Abbreviations: ER, oestrogen receptor; PR, progesterone receptor; HER-2, human epidermal growth factor receptor 2; ns, not statistically significant.

Based on the expression level of 34βE12, the mean overall survival times for positive and negative 34βE12 groups were 86 and 81 months, respectively. The difference in survival between group was statistically significant (P < 0.001; Figure 2). These data suggest that 34βE12 positive expression was correlated with a favourable prognosis.

Figure 2.

Kaplan-Meier survival curves showing survival time for 34βE12 positive (86 months) and 34βE12 negative (81 months) expression groups.

Discussion

Although 34βE12 expression has been investigated previously as a potential prognostic marker in several cancers including breast cancer, its role remains unclear. In this present study the presence of the antikeratin was detected in the majority (67%) of breast cancer tissue samples and its presence was significantly correlated with a good prognosis. We found that positive 34βE12 status was associated with small tumour size, less lymph node metastasis, fewer ER, PR and HER-2 receptors. Indeed, lymph node metastasis and size of tumours are crucial parameters in predicting survival. , Our findings are in agreement with a previous study in triple negative breast cancer that showed the expression of 34βE12 was associated with a good prognosis. Therefore, these results suggest that 34βE12 may be a promising candidate as a prognostic biomarker in breast cancer.

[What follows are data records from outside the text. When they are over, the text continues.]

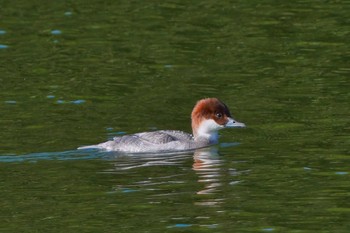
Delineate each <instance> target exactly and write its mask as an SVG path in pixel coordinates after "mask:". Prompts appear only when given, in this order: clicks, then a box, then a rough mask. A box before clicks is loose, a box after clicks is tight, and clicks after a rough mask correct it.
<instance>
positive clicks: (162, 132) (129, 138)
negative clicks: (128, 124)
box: [114, 130, 192, 145]
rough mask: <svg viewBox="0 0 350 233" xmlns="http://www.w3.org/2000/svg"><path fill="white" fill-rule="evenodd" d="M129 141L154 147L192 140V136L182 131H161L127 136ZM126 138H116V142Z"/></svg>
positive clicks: (128, 135) (173, 130) (135, 134)
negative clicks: (142, 143)
mask: <svg viewBox="0 0 350 233" xmlns="http://www.w3.org/2000/svg"><path fill="white" fill-rule="evenodd" d="M124 137H128V139H127V140H129V141H134V142H135V141H140V142H143V143H150V144H154V145H159V144H166V143H169V142H173V141H186V140H191V139H192V136H191V135H190V134H187V133H184V132H182V131H176V130H159V131H153V132H145V133H136V134H133V135H126V136H124ZM124 139H126V138H123V137H116V138H114V141H119V140H124Z"/></svg>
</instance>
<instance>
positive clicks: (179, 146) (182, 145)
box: [97, 130, 196, 153]
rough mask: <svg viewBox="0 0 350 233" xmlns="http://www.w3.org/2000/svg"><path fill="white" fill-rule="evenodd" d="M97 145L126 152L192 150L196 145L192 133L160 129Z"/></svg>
mask: <svg viewBox="0 0 350 233" xmlns="http://www.w3.org/2000/svg"><path fill="white" fill-rule="evenodd" d="M97 147H98V148H103V149H106V150H108V151H120V152H126V153H154V152H167V151H182V150H190V149H194V148H195V147H196V145H195V142H194V140H193V137H192V135H191V134H188V133H185V132H182V131H177V130H159V131H153V132H144V133H136V134H131V135H124V136H121V137H115V138H113V140H112V141H108V142H105V143H101V144H98V145H97Z"/></svg>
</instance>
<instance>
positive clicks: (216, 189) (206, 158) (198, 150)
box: [192, 147, 223, 206]
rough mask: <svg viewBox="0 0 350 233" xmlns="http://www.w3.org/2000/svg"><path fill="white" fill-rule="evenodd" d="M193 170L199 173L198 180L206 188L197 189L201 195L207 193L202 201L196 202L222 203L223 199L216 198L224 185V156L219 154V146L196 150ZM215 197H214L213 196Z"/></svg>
mask: <svg viewBox="0 0 350 233" xmlns="http://www.w3.org/2000/svg"><path fill="white" fill-rule="evenodd" d="M193 159H194V163H193V166H192V167H193V170H194V171H195V172H196V173H197V175H198V182H199V183H202V184H204V188H203V189H201V190H199V191H197V194H199V195H207V196H208V198H204V199H203V200H201V201H198V202H196V204H197V205H204V206H217V205H219V204H220V203H222V201H223V199H221V198H215V196H216V195H213V194H216V193H217V192H218V191H219V187H220V186H222V181H221V173H222V171H221V170H222V163H223V162H222V158H220V156H219V154H218V149H217V147H210V148H203V149H200V150H196V151H195V153H194V156H193ZM211 197H213V198H211Z"/></svg>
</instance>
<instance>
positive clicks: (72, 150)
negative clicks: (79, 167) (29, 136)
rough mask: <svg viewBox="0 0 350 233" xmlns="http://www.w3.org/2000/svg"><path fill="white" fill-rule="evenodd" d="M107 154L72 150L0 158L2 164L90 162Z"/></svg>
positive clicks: (12, 156)
mask: <svg viewBox="0 0 350 233" xmlns="http://www.w3.org/2000/svg"><path fill="white" fill-rule="evenodd" d="M105 155H106V154H105V153H101V152H100V153H99V152H96V151H84V152H82V151H79V150H70V151H63V152H41V153H31V154H25V155H3V156H0V162H2V163H15V162H36V161H39V160H89V159H96V158H101V157H104V156H105Z"/></svg>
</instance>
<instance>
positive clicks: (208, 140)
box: [193, 119, 224, 144]
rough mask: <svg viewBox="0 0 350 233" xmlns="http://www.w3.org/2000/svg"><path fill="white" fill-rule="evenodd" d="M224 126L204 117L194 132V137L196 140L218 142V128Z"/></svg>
mask: <svg viewBox="0 0 350 233" xmlns="http://www.w3.org/2000/svg"><path fill="white" fill-rule="evenodd" d="M222 128H224V126H222V125H219V124H218V123H216V122H215V121H214V120H213V119H206V120H203V121H202V122H201V124H200V125H199V127H198V128H197V130H196V131H195V132H193V133H194V139H195V140H196V141H202V140H205V141H208V142H209V143H213V144H214V143H218V141H219V134H218V130H219V129H222Z"/></svg>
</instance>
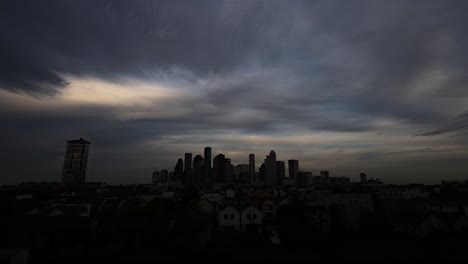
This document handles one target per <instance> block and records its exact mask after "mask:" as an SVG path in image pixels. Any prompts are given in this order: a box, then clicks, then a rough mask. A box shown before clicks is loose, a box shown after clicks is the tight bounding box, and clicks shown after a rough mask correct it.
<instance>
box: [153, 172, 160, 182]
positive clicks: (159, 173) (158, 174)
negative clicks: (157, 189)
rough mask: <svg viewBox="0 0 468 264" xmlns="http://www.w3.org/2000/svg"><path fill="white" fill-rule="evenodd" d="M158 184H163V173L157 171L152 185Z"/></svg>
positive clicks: (154, 177) (155, 174) (155, 172)
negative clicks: (162, 173)
mask: <svg viewBox="0 0 468 264" xmlns="http://www.w3.org/2000/svg"><path fill="white" fill-rule="evenodd" d="M158 182H161V172H160V171H157V170H156V171H153V180H152V183H153V184H156V183H158Z"/></svg>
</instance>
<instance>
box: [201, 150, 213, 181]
mask: <svg viewBox="0 0 468 264" xmlns="http://www.w3.org/2000/svg"><path fill="white" fill-rule="evenodd" d="M204 161H205V162H204V164H203V179H202V182H203V184H205V185H206V184H211V182H212V179H211V148H210V147H205V153H204Z"/></svg>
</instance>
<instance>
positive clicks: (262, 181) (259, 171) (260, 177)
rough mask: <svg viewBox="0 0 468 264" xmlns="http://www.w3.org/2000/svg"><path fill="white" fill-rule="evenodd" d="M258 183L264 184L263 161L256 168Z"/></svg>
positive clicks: (264, 175) (264, 168)
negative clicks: (257, 170) (257, 174)
mask: <svg viewBox="0 0 468 264" xmlns="http://www.w3.org/2000/svg"><path fill="white" fill-rule="evenodd" d="M258 184H262V185H263V184H265V162H264V163H262V165H260V167H259V168H258Z"/></svg>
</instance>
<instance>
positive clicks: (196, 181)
mask: <svg viewBox="0 0 468 264" xmlns="http://www.w3.org/2000/svg"><path fill="white" fill-rule="evenodd" d="M202 168H203V157H202V156H201V155H196V156H195V158H193V169H192V184H194V185H200V184H201V178H202V174H203V171H202Z"/></svg>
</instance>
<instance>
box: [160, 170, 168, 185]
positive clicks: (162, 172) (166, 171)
mask: <svg viewBox="0 0 468 264" xmlns="http://www.w3.org/2000/svg"><path fill="white" fill-rule="evenodd" d="M167 181H169V171H168V170H166V169H164V170H161V182H167Z"/></svg>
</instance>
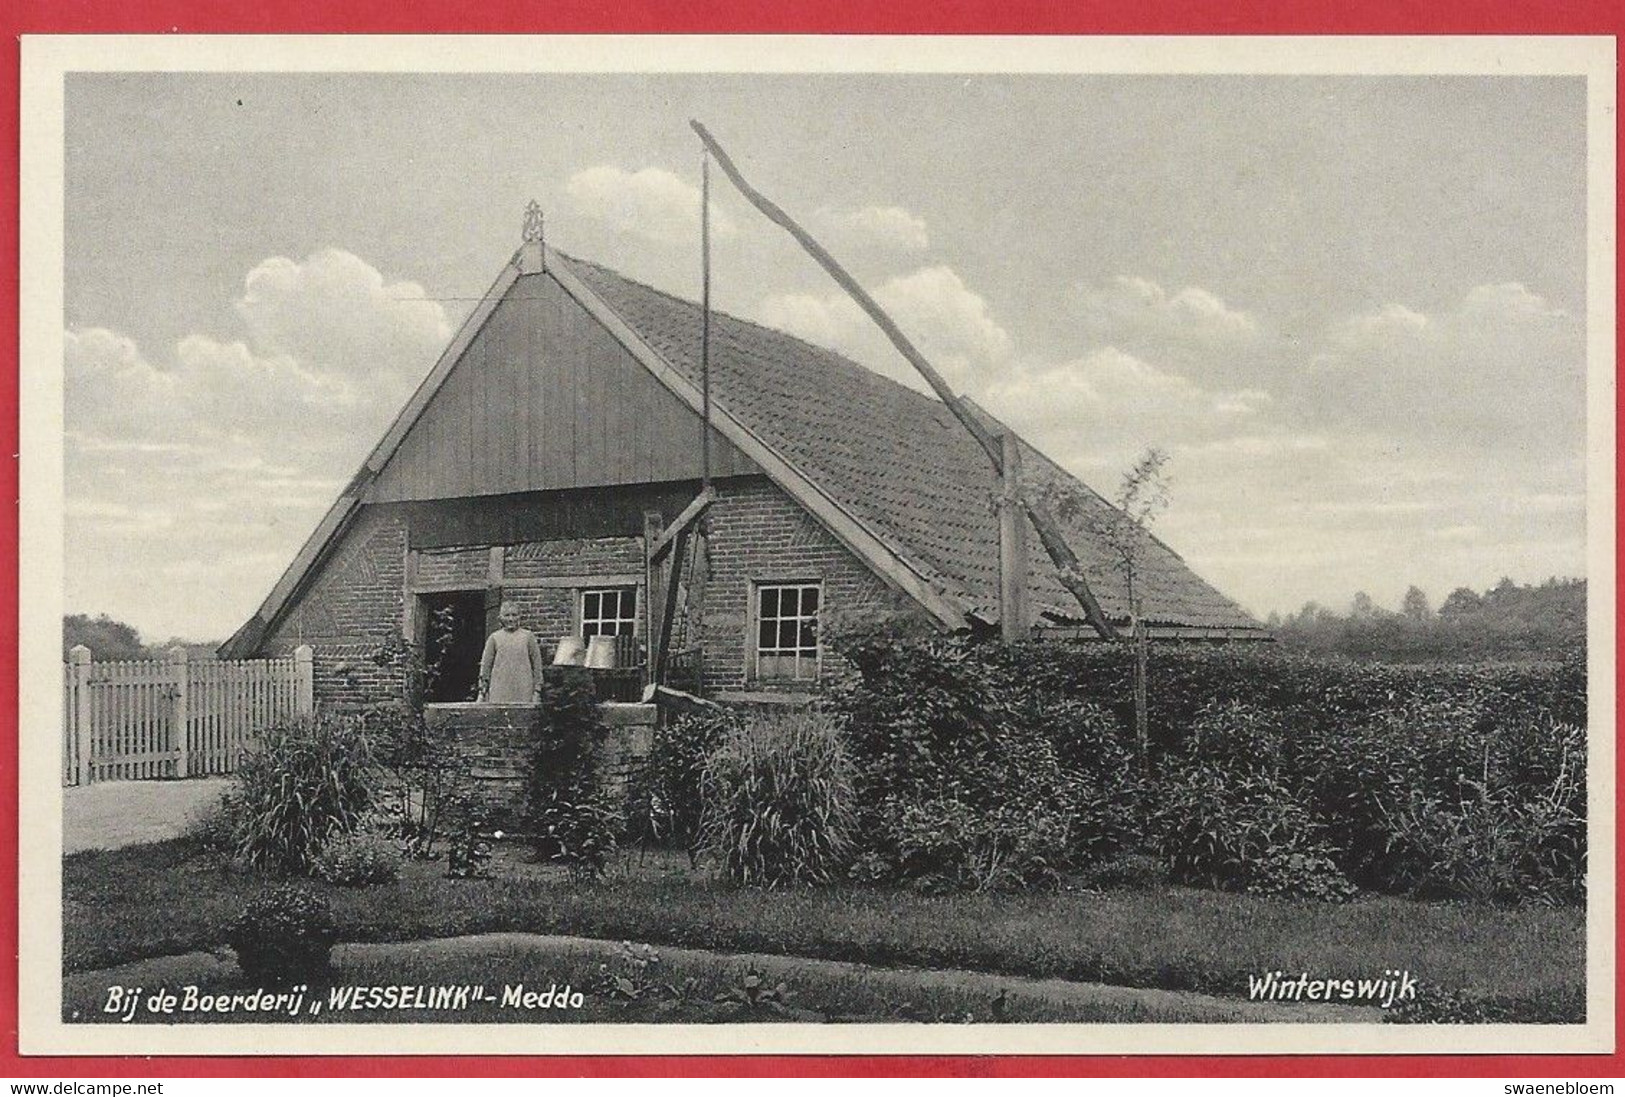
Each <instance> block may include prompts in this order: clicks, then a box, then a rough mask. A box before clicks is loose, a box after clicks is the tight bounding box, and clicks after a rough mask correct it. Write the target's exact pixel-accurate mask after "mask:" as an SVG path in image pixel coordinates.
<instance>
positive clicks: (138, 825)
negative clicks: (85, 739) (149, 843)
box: [62, 777, 231, 853]
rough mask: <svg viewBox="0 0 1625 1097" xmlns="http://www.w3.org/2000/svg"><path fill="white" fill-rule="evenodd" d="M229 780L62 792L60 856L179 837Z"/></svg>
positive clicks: (67, 789)
mask: <svg viewBox="0 0 1625 1097" xmlns="http://www.w3.org/2000/svg"><path fill="white" fill-rule="evenodd" d="M229 785H231V778H229V777H197V778H192V780H109V782H101V783H96V785H83V787H80V788H63V790H62V852H63V853H78V852H80V850H117V848H120V847H125V845H138V843H141V842H163V840H164V839H174V837H179V835H180V832H182V830H184V829H185V826H187V822H189V821H190V819H192V817H193V816H197V814H198V813H202V811H205V809H208V808H211V806H213V804H216V803H218V801H219V798H221V795H223V793H224V791H226V788H228V787H229Z"/></svg>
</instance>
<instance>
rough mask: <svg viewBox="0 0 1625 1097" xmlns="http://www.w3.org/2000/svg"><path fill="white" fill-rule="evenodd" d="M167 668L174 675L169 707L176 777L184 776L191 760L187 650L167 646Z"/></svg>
mask: <svg viewBox="0 0 1625 1097" xmlns="http://www.w3.org/2000/svg"><path fill="white" fill-rule="evenodd" d="M169 670H171V673H172V674H174V676H176V681H174V692H172V694H171V697H172V699H174V707H172V709H171V720H172V723H174V736H176V738H174V741H172V743H171V746H172V748H174V751H176V777H185V775H187V769H189V762H190V761H192V736H190V735H189V733H187V692H189V691H190V683H189V681H187V650H185V648H184V647H172V648H169Z"/></svg>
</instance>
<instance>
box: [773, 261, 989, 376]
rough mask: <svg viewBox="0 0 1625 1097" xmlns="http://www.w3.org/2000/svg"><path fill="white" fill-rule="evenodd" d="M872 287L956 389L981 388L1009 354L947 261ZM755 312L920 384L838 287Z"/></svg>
mask: <svg viewBox="0 0 1625 1097" xmlns="http://www.w3.org/2000/svg"><path fill="white" fill-rule="evenodd" d="M869 293H871V294H873V296H874V299H876V301H877V302H879V306H881V307H882V309H884V310H886V312H887V314H889V315H890V317H892V320H895V322H897V327H899V328H902V332H903V335H907V336H908V340H910V341H912V343H913V345H915V346H918V348H920V353H921V354H925V356H926V359H928V361H929V362H931V364H933V366H936V369H938V371H939V372H941V374H942V375H944V377H946V379H947V380H949V384H951V385H954V387H955V388H977V387H980V385H981V384H983V382H985V379H986V377H990V375H991V374H993V372H994V371H996V369H998V367H1001V366H1003V362H1004V361H1006V359H1007V358H1009V356H1011V336H1009V332H1006V330H1004V327H1003V325H1001V323H999V322H998V320H996V319H994V317H993V312H991V309H990V307H988V302H986V299H983V297H981V296H980V294H978V293H975V291H973V289H970V288H968V286H967V284H965V283H964V280H962V278H960V276H959V275H957V273H955V271H954V270H952V268H949V267H941V265H936V267H921V268H920V270H915V271H912V273H907V275H899V276H895V278H889V280H887V281H884V283H881V284H879V286H874V288H873V289H871V291H869ZM757 319H759V320H760V322H762V323H765V325H769V327H775V328H782V330H785V332H790V333H793V335H799V336H801V338H804V340H808V341H811V343H817V345H821V346H829V348H830V349H837V351H842V353H845V354H850V356H851V358H855V359H858V361H860V362H863V364H864V366H869V367H871V369H874V371H876V372H881V374H884V375H887V377H892V379H895V380H900V382H902V384H905V385H910V387H913V388H921V390H923V388H925V382H923V380H921V379H920V375H918V374H916V372H915V371H913V367H910V366H908V364H907V362H903V361H902V358H900V354H899V353H897V349H895V348H892V345H890V341H889V340H887V338H886V335H884V333H881V330H879V328H877V327H876V325H874V322H873V320H871V319H869V317H868V315H866V314H864V312H863V309H860V307H858V306H856V304H855V302H853V301H851V297H848V296H847V294H845V293H842V291H832V293H829V294H775V296H770V297H767V299H765V301H764V302H762V304H760V306H759V307H757Z"/></svg>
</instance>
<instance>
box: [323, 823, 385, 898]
mask: <svg viewBox="0 0 1625 1097" xmlns="http://www.w3.org/2000/svg"><path fill="white" fill-rule="evenodd" d="M400 871H401V866H400V853H397V852H395V850H393V848H390V845H388V843H387V842H384V840H380V839H377V837H372V835H361V834H353V835H348V837H343V839H338V840H335V842H328V845H327V848H323V850H322V852H320V853H319V855H317V858H315V865H314V876H315V878H317V879H325V881H327V882H328V884H338V886H340V887H371V886H374V884H388V882H393V881H395V879H397V878H398V876H400Z"/></svg>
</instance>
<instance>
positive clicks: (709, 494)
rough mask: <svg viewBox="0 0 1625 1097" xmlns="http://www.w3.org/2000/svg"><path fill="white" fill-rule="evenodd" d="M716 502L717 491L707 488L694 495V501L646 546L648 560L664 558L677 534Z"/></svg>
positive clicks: (654, 562)
mask: <svg viewBox="0 0 1625 1097" xmlns="http://www.w3.org/2000/svg"><path fill="white" fill-rule="evenodd" d="M713 502H717V492H715V491H712V489H710V488H707V489H705V491H702V492H700V494H697V496H695V497H694V502H691V504H689V505H686V507H684V509H682V514H679V515H678V517H676V520H674V522H673V523H671V525H668V527H666V528H665V530H661V531H660V536H656V538H655V541H653V543H652V544H650V546H648V562H650V564H658V562H660V561H661V559H665V556H666V553H669V551H671V544H673V543H674V541H676V540H678V535H679V533H682V531H684V530H687V528H689V527H691V525H692V523H694V520H695V518H699V517H700V515H702V514H705V509H707V507H710V505H712V504H713Z"/></svg>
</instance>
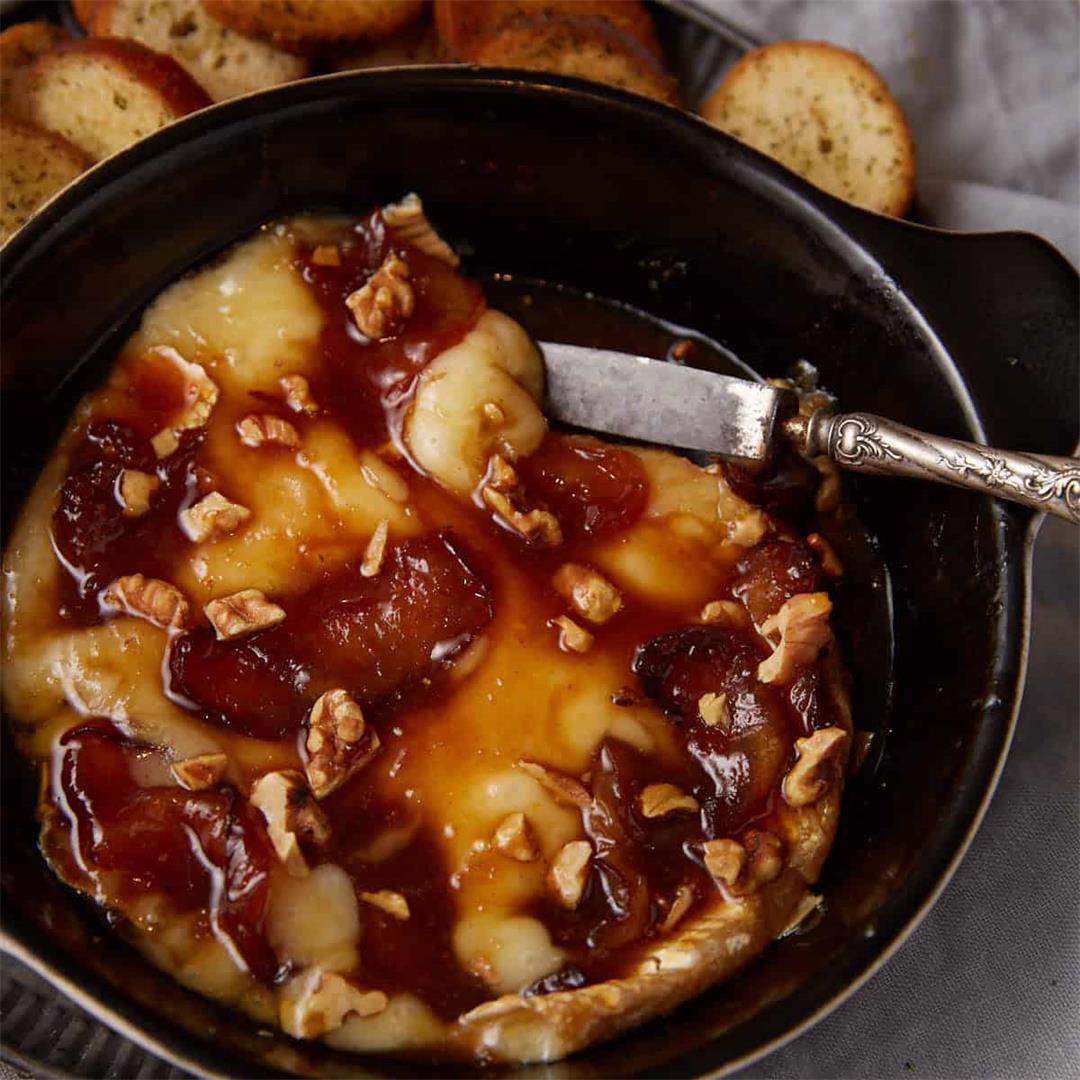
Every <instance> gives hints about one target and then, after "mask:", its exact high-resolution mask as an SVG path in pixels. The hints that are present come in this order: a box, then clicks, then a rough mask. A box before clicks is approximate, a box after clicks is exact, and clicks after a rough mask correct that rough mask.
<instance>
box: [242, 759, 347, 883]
mask: <svg viewBox="0 0 1080 1080" xmlns="http://www.w3.org/2000/svg"><path fill="white" fill-rule="evenodd" d="M248 800H249V801H251V804H252V806H253V807H255V808H256V809H257V810H259V811H261V813H262V816H264V818H265V819H266V823H267V835H268V836H269V837H270V842H271V843H272V845H273V849H274V851H275V852H276V853H278V858H279V859H280V860H281V862H282V864H283V865H284V867H285V869H286V870H287V872H288V874H289V876H291V877H305V876H307V873H308V861H307V860H306V859H305V858H303V851H302V850H301V848H300V842H301V841H303V842H307V843H310V845H313V846H315V847H319V846H321V845H324V843H325V842H326V841H327V840H328V839H329V835H330V828H329V824H328V823H327V821H326V818H325V816H324V815H323V812H322V810H320V809H319V807H318V806H316V805H315V800H314V799H313V798H312V796H311V792H309V791H308V785H307V784H306V783H305V782H303V777H302V775H301V774H300V773H299V772H297V771H296V770H295V769H282V770H280V771H278V772H268V773H266V774H265V775H262V777H259V779H258V780H257V781H256V782H255V783H254V784H253V785H252V793H251V795H249V796H248Z"/></svg>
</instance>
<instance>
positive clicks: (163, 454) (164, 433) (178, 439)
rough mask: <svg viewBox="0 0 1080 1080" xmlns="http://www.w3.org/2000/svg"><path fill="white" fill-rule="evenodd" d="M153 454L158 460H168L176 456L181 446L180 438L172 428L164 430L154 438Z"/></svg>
mask: <svg viewBox="0 0 1080 1080" xmlns="http://www.w3.org/2000/svg"><path fill="white" fill-rule="evenodd" d="M150 445H151V446H152V447H153V453H154V454H156V455H157V456H158V458H159V459H160V458H167V457H168V456H170V455H171V454H175V453H176V451H177V449H179V446H180V436H179V435H177V434H176V432H175V431H173V429H172V428H162V430H161V431H159V432H158V434H157V435H154V436H153V438H151V440H150Z"/></svg>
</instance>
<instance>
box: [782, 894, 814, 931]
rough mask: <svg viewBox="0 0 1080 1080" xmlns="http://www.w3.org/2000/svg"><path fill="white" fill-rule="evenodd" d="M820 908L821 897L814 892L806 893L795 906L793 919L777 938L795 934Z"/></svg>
mask: <svg viewBox="0 0 1080 1080" xmlns="http://www.w3.org/2000/svg"><path fill="white" fill-rule="evenodd" d="M819 907H821V896H815V895H814V894H813V893H812V892H808V893H806V894H805V895H804V896H802V899H801V900H800V901H799V902H798V903H797V904H796V905H795V908H794V910H793V912H792V917H791V918H789V919H788V920H787V926H786V927H784V929H783V930H781V931H780V933H779V934H778V935H777V936H778V937H786V936H787V935H788V934H793V933H795V931H796V930H798V929H799V928H800V927H801V926H802V923H804V922H806V921H807V919H808V918H809V917H810V915H811V914H812V913H814V912H816V910H818V908H819Z"/></svg>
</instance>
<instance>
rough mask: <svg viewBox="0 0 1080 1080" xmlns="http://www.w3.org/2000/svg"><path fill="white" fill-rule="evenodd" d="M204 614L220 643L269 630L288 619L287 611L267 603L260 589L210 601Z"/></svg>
mask: <svg viewBox="0 0 1080 1080" xmlns="http://www.w3.org/2000/svg"><path fill="white" fill-rule="evenodd" d="M203 611H205V612H206V618H207V619H210V622H211V625H212V626H213V627H214V633H215V634H216V635H217V639H218V640H219V642H226V640H229V639H230V638H233V637H246V636H247V635H248V634H254V633H255V632H256V631H259V630H269V629H270V627H271V626H276V625H278V623H280V622H282V621H284V619H285V609H284V608H280V607H278V605H276V604H272V603H271V602H270V600H268V599H267V598H266V594H265V593H264V592H262V591H261V590H260V589H242V590H241V591H240V592H239V593H233V594H232V595H231V596H222V597H220V598H219V599H216V600H211V602H210V603H208V604H207V605H206V606H205V607H204V608H203Z"/></svg>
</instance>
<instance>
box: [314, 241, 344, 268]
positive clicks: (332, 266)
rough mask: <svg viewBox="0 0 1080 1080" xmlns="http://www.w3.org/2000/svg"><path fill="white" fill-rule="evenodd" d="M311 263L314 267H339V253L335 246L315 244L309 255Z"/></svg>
mask: <svg viewBox="0 0 1080 1080" xmlns="http://www.w3.org/2000/svg"><path fill="white" fill-rule="evenodd" d="M311 261H312V264H314V266H316V267H339V266H341V252H340V249H339V248H338V245H337V244H316V245H315V249H314V251H313V252H312V253H311Z"/></svg>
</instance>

It is unclear how changes in 34βE12 expression level affects survival in breast cancer patients. Some studies have suggested that a loss of 34βE12 expression could cause downregulation of cell-cell and cell-matrix contacts which play a major role in epithelial-mesenchymal transition (EMT), a process that is thought to increase migration and invasion of metastatic tumour cells.[19,20] Moreover, HER-2 expression has been suggested to induce EMT in breast cancer through focal adhesion kinase signalling.[21,22] Interestingly, in this present study, the incidence of HER-2 positive patients was low (23%) which may have impacted on the results from the 34βE12 positive breast cancer patients and be a factor in their favourable prognosis.

The study had some limitations. For example, it was a retrospective and uncontrolled and we did not explore differences in outcome between the 34βE12 subgroups. However, our findings suggest that evaluation of the 34βE12 status in patients with primary breast cancer may assist in selecting patients with a favourable prognosis and determine which patients will require aggressive adjuvant therapy. More controlled studies in large numbers of patients are required to confirm our findings.